J&G Steakhouse at The Phoenician and Orange Sky at Talking Stick are the two strongest kitchens with a view. J&G is the Arizona steakhouse from Jean-Georges Vongerichten, run by chef Jacques Qualin since 2009, on the resort's top floor. Orange Sky sits fifteen floors up over the Salt River, with chef de cuisine Martin Yepez cooking steak and seafood. Both treat the height as a dining room rather than a backdrop.
What is the highest rooftop restaurant in Scottsdale?
Orange Sky, on the fifteenth floor of Talking Stick Resort east of Old Town, is the highest dining room in the Scottsdale area. It opened with the casino tower in 2010 and keeps an enclosed glass room that reads the whole valley, so it runs year-round. For a true open-air rooftop closer to downtown, the newer Wolf by Vanderpump sits seven floors up atop Caesars Republic.
Are Scottsdale's rooftops open in summer?

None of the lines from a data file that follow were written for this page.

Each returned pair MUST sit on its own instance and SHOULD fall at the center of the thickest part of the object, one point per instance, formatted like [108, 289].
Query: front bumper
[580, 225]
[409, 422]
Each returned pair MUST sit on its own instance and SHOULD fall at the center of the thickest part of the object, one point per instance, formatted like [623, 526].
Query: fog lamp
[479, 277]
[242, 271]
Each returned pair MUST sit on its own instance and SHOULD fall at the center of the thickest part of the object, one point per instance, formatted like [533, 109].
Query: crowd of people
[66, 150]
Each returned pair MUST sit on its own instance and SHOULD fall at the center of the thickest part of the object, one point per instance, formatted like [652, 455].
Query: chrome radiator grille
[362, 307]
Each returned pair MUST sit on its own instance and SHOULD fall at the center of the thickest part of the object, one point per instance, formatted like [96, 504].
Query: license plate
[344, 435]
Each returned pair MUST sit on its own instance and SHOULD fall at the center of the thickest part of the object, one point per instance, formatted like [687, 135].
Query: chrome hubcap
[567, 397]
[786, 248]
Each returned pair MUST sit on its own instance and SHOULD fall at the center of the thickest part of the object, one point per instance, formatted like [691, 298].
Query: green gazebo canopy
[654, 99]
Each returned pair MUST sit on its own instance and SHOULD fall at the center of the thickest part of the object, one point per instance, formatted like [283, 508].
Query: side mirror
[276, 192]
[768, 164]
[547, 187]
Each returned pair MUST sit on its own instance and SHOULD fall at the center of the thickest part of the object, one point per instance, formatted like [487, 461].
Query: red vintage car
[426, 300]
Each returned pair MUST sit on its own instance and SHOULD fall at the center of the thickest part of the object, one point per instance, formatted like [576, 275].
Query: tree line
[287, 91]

It depends on the room. The enclosed or retractable-roof rooms, Orange Sky and Dominick's, run through the desert summer because they can close against the heat and the monsoon. The open-air Old Town decks, Cielito and Wolf by Vanderpump, are most comfortable from October through April and can be brutal at the height of July. Always confirm the open terraces are running before you go, and aim for a seating near sunset.
Which Scottsdale rooftop is newest?
Cielito, on the sixth floor of the AC Hotel in Old Town, opened in February 2026 with chef Shon Foster, formerly of Amangiri, cooking coastal Mexican plates. Wolf by Vanderpump, atop the Caesars Republic tower downtown, opened in late 2025 as Lisa Vanderpump's Arizona debut. Both are open-air rooftops in the Entertainment District, and both are easier to book midweek than on a weekend night.
Which Scottsdale rooftop is best for a celebration?
Wolf by Vanderpump and Cielito handle groups and celebrations best in Old Town, both built for shared plates, cocktails and a late lounge. For a quieter, view-led dinner, Orange Sky's enclosed room or CIELO's hilltop terrace at ADERO give a table the full desert panorama. All four take reservations, which matters on a weekend, so book ahead and ask for a terrace or window table.